Couple years ago I helped to bring a project back on track. They had a notoriously flakey part of test suite, turned out to be caused by a race condition. And a very puzzling case of occasional data corruption - also, turns out, caused by the same race condition.
Often times a flakey test is not flakey because it was well-written and something else strange is failing. Often times the test reveals something about the system that is somewhat non-deterministic, but not non-deterministic in a detrimental way. When you have multiple levels of abstraction and parallelization and interdependent behavior, fixing a single test becomes a time consuming process that is difficult to work with (because it's flakey, you can't always replicate the failure).
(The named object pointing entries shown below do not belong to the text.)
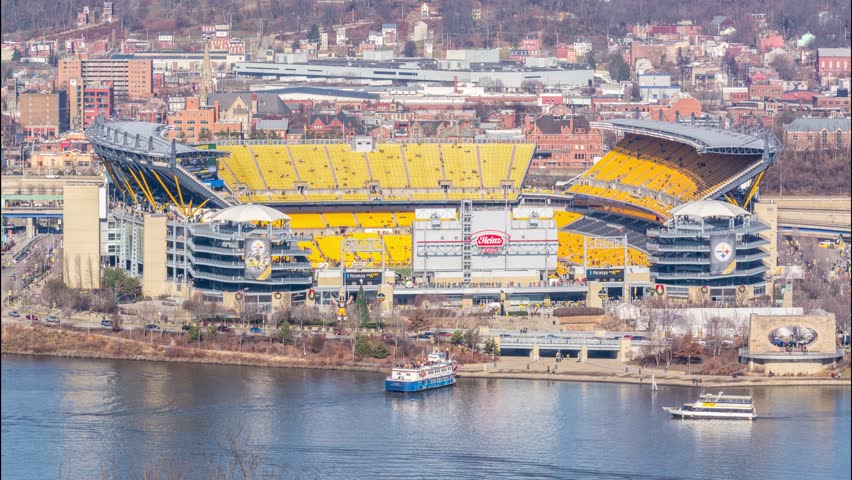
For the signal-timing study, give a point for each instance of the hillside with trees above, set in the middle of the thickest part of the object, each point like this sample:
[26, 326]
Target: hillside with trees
[503, 21]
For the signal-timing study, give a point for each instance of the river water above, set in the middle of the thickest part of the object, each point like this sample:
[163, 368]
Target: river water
[65, 418]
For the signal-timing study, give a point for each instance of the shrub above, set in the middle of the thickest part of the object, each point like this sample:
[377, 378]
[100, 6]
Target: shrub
[317, 343]
[577, 311]
[284, 333]
[364, 347]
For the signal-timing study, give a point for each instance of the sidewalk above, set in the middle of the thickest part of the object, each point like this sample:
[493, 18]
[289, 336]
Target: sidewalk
[613, 371]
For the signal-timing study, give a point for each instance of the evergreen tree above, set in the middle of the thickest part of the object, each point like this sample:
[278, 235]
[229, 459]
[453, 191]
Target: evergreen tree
[361, 306]
[590, 59]
[619, 70]
[313, 34]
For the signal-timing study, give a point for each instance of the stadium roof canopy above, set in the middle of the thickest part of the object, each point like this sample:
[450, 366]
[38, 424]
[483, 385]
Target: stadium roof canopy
[140, 137]
[249, 213]
[707, 209]
[704, 139]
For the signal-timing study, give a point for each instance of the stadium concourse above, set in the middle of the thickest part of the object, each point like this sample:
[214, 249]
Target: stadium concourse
[352, 206]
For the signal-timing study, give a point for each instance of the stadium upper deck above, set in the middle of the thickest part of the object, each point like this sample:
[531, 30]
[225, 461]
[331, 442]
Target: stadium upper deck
[659, 165]
[145, 166]
[277, 173]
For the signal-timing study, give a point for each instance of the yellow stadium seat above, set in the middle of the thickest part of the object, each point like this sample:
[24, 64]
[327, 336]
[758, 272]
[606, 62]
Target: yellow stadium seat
[564, 218]
[301, 221]
[275, 164]
[313, 166]
[386, 166]
[404, 219]
[340, 219]
[496, 159]
[350, 167]
[424, 164]
[376, 220]
[243, 166]
[461, 165]
[521, 162]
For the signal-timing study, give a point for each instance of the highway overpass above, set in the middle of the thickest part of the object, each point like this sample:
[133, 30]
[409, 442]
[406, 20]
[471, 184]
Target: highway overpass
[813, 216]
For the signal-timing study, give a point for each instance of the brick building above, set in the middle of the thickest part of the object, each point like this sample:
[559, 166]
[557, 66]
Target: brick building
[43, 113]
[189, 124]
[563, 141]
[834, 63]
[130, 78]
[766, 91]
[813, 134]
If a test fails in CI and the traceback is unclear, many people will re-run once and let it continue to flake. Obvious flakes around time and other dependencies are much easier to spot and fix, so they are. It's only the weird ones that lead to pain and regret.
The commonest type I see is one where instead of waiting until expected behaviour is exhibited with a suitable timeout, the test sleeps for some shorter period and then checks to see if the behaviour was exhibited.
These tests not only flake occasionally when the CI server or dev laptop is under unusual load, but worse, accumulate until the test suite is so full of "short" sleeps that the full set of test takes half an hour to run.
Often the sleeps were seen as being acceptable because the plan was to run the tests in parallel, but then the increased load results in the tests becoming flakey.
Once you have dozens of these flaking tests for this or other reasons, it becomes a project in itself to refactor them back to something sane.
Flakey tests should always be fixed immediately unless you're in the middle of an incident or something.
Most flakiness ends up being a bug in the test or nondeterminism exhibited by the code which users dont actually care about.